We can all see the benefits of having a large retirement portfolio. If it’s big enough, it can provide you with a standard of living comparable to — or even higher than — the one that you have when you’re working. But let’s face it, not everyone will have a retirement portfolio that will be that large, or even one that will be remotely sufficient. If it looks as if that may be your situation, paying off debt can probably get you a bigger bang for your buck than putting away more money for retirement savings.
Consider the following…
This one is best explained by example.
Let’s say that you have $10,000 that you can use either to invest or to payoff debt. If you invest the money in the stock market and earn the long-term average of about 8%, that will represent an income increase of about $800 per year.

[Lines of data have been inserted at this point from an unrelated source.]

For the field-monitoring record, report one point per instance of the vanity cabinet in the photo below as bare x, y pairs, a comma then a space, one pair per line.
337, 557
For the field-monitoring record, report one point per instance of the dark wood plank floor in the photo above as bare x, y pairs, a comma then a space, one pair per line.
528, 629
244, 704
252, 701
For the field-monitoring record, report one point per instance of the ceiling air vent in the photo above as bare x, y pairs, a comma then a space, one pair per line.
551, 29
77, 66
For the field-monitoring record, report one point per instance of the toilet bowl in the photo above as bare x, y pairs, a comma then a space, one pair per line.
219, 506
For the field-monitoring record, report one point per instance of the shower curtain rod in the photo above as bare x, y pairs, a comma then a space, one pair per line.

But instead of investing the money, you use it to payoff a car loan with a $300 per month payment and a balance of $10,000. By paying off the debt you reduce the annual expense of your car loan by $3,600, or more than four times the amount that you would earn if you invest the same amount of money.
A car loan is even a bad example, since it will be paid off in a fixed amount of time anyway. But if you apply the same principle to more open ended loan types, such as mortgages and credit cards, the benefit will be more lasting. And that in itself has several advantages from a financial standpoint.
If you payoff debt before retiring, that will allow you to invest more money for your retirement.
For example, in the above example of paying off the car loan instead of investing the money, you will free up $300 each month that can be directed into your retirement savings. And once it is in your retirement plan, it will begin earning you more income.
And naturally, that advantage would be even greater if you were paying off $20,000-$30,000 in credit card debts, or a $200,000 mortgage. The more debt you can eliminate, the more money that you will have available to invest for your retirement.
The “B side” of paying off debt is that by doing so you’ll also reduce your expenses in retirement. Let’s say that your income requirement during retirement is $4,000 per month. Of that amount, $1,600 is debt payment — your mortgage ($1,000 per month), a car payment ($300 per month), and credit card payments totaling $300 per month.
By paying each of those debts off, you will reduce your need for retirement income from $4,000 per month to $2,400 per month — which is a 40% reduction. Yes, you will have less in your retirement portfolio as a result of paying off your debts, but you’ll also have less need for retirement income, which will mean that you will need a smaller portfolio.
This will be even more important when you consider the tax consequences of needing to generate a higher income. Sure, it may be nice to have an income of $4,000 per month rather than $2,400, but the higher income could result in higher income taxes that would reduce your net income. It may even trigger more of your Social Security income being taxable.
If you’re in your 50s or early 60s and it’s pretty clear that you will not have a large enough portfolio to cover all of your living expenses by the time you retire, then paying off your debts will probably be the better strategy for you. Paying off debts often provides more bang for the buck than an equivalent of money invested for income — for all of the reasons discussed above.
There’s a hidden bonus to paying off debt rather than investing the extra money in retirement savings.
When you pay off debt you get a permanent reduction in your expenses; when you invest money in the stock market, your income is never guaranteed.
Simply put, paying off debt provides a guaranteed cash flow, that investing cannot match.
This is never more true than in bear markets. Paying $10,000 to eliminate a car loan with a $300 per month payment eliminates an entire expense. If that same amount of money is invested in the stock market — and stocks fall significantly — that $10,000 could turn to $5,000 in a matter of months. At that point, you would be wishing that you had paid off the debt instead of investing the money in the stock market!
In a perfect world, you would both payoff debt and invest more money in your retirement portfolio. But if you have to make a choice — and many people do — paying off debt is probably the better of the two.
The reason is simple: paying off debt is a sure thing — investing money never is.
Have you ever agonized over the choice of whether to invest a certain amount of money in your retirement portfolio or use it to payoff debt?